Foto: Kevin L. Méndez.

Desde que recibió el Premio Pritzker, ¿ha cambiado su visión de la arquitectura? 

—Sí. El trabajo del arquitecto no es solo hacer un edificio, sino también notar la actividad del interior. Es decir, fuera de la construcción. Diseñamos el edificio con el entorno exterior. Eso es un trabajo activo. 

Mis diseños son en conjunto con el entorno, y así lo propongo con el cliente. Entonces, cuando me comunicó con ellos, habló de cómo reconocer el ambiente.  

Su trabajo se enfoca en fusionar naturaleza, ser humano y arquitectura, ¿cómo hacerlo sin cambiar el entorno? 

—Es inevitable. La arquitectura cambia el entorno. Incluso un edificio o casa pequeña. Generan una relación con el exterior. Por eso, el arquitecto tiene una fuerte influencia. Incluso la pequeña arquitectura puede cambiar el entorno y sus alrededores.

Es su segunda visita a Guatemala, ¿hubo algo que le impactó? 

—Estuve aquí antes del terremoto en 1976. La ciudad ha cambiado mucho, influenciada por lo que dejó ese desastre natural. Si bien ahora es un espacio seguro, también me gustaría mencionar que la ciudad debe incluir lo comunitario.
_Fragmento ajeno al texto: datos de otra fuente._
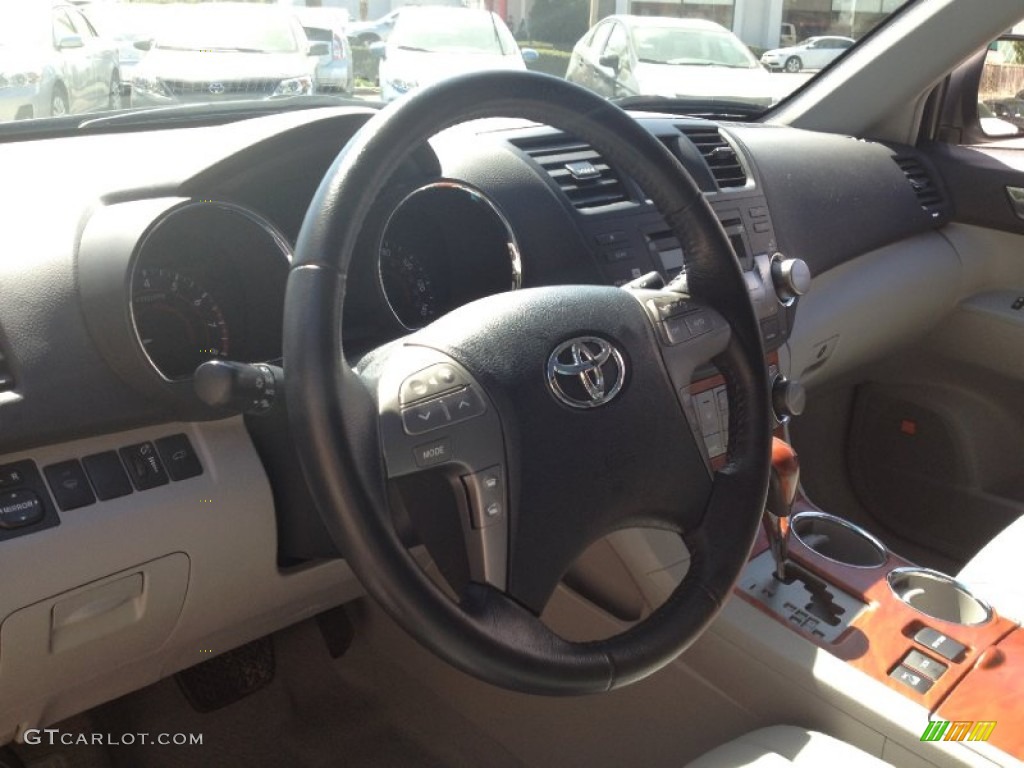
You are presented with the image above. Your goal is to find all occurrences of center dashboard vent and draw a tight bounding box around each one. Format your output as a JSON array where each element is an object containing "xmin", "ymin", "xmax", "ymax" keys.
[
  {"xmin": 513, "ymin": 134, "xmax": 630, "ymax": 209},
  {"xmin": 679, "ymin": 125, "xmax": 746, "ymax": 189},
  {"xmin": 893, "ymin": 155, "xmax": 946, "ymax": 219}
]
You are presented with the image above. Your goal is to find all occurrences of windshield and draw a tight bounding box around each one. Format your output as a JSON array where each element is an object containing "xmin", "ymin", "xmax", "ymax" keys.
[
  {"xmin": 633, "ymin": 26, "xmax": 759, "ymax": 69},
  {"xmin": 391, "ymin": 8, "xmax": 515, "ymax": 55},
  {"xmin": 0, "ymin": 0, "xmax": 913, "ymax": 128},
  {"xmin": 0, "ymin": 5, "xmax": 52, "ymax": 47},
  {"xmin": 157, "ymin": 5, "xmax": 298, "ymax": 53}
]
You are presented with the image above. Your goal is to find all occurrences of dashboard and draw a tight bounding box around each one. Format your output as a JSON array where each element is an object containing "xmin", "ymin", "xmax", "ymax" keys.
[{"xmin": 0, "ymin": 100, "xmax": 948, "ymax": 735}]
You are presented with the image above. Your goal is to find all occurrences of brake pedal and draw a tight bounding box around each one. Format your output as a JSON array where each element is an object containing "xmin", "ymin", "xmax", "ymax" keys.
[{"xmin": 174, "ymin": 637, "xmax": 274, "ymax": 712}]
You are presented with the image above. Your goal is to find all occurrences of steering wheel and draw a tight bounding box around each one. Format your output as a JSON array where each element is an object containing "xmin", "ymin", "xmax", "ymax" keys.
[{"xmin": 284, "ymin": 72, "xmax": 771, "ymax": 694}]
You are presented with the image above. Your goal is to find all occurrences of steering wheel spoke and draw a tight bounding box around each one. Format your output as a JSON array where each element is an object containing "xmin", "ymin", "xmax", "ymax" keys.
[{"xmin": 371, "ymin": 343, "xmax": 509, "ymax": 591}]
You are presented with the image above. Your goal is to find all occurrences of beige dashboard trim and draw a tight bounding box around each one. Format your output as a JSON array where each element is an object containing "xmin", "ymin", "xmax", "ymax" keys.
[{"xmin": 0, "ymin": 418, "xmax": 361, "ymax": 742}]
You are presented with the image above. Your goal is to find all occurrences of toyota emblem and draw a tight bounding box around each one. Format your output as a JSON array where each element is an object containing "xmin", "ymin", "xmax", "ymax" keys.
[{"xmin": 548, "ymin": 336, "xmax": 626, "ymax": 408}]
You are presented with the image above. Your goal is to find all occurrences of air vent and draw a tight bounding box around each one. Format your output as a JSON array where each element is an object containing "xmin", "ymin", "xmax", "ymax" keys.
[
  {"xmin": 893, "ymin": 157, "xmax": 946, "ymax": 219},
  {"xmin": 514, "ymin": 135, "xmax": 630, "ymax": 208},
  {"xmin": 679, "ymin": 126, "xmax": 746, "ymax": 189}
]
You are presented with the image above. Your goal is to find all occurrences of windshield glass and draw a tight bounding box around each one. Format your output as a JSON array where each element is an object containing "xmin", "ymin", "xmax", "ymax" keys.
[
  {"xmin": 157, "ymin": 4, "xmax": 298, "ymax": 53},
  {"xmin": 0, "ymin": 5, "xmax": 52, "ymax": 47},
  {"xmin": 633, "ymin": 25, "xmax": 759, "ymax": 69},
  {"xmin": 0, "ymin": 0, "xmax": 913, "ymax": 126},
  {"xmin": 391, "ymin": 8, "xmax": 509, "ymax": 55}
]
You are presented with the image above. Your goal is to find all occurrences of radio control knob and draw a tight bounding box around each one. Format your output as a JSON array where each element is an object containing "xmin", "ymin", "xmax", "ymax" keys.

No se debe pensar solo en lo comercial. 

Después de tantos años, sigue utilizando la metodología que le enseñó Hiroshi Hara, ¿por qué? 

—Vine a Guatemala con el señor Hara, que era profesor de la Universidad de Tokio. Me uní a su investigación en todo el mundo. De ahí que sea importante para mí ver las relaciones comunitarias en el pueblo. Lo vi en Latinoamérica, Europa, África y Asia. 

Creamos ese sistema de convivencia para la investigación, antes de que existiera el pensamiento modernizado. Esto es muy útil para hacer una ciudad del futuro. Incluso como arquitectos, hacer pueblos pequeños es significativo para las ciudades. 

Dignificar a las personas, ¿eso es lo que pretende con su trabajo en asentamientos? 

—La idea básica de una ciudad es que hay muchas personas coexistiendo. El pensamiento es que se ayuden unos a otros, vivan juntos y desarrollen un sistema de comunidad, que es importante en el futuro. 

Hemos destruido muchas comunidades con el pensamiento modernizado. Lo que tenemos que hacer es cambiar el paradigma a una idea de cómo hacer sistema comunitario modernizado.

Parece que tiene una visión romántica de lo que debería ser una ciudad, pero no empata con la realidad, ¿qué opina sobre eso? 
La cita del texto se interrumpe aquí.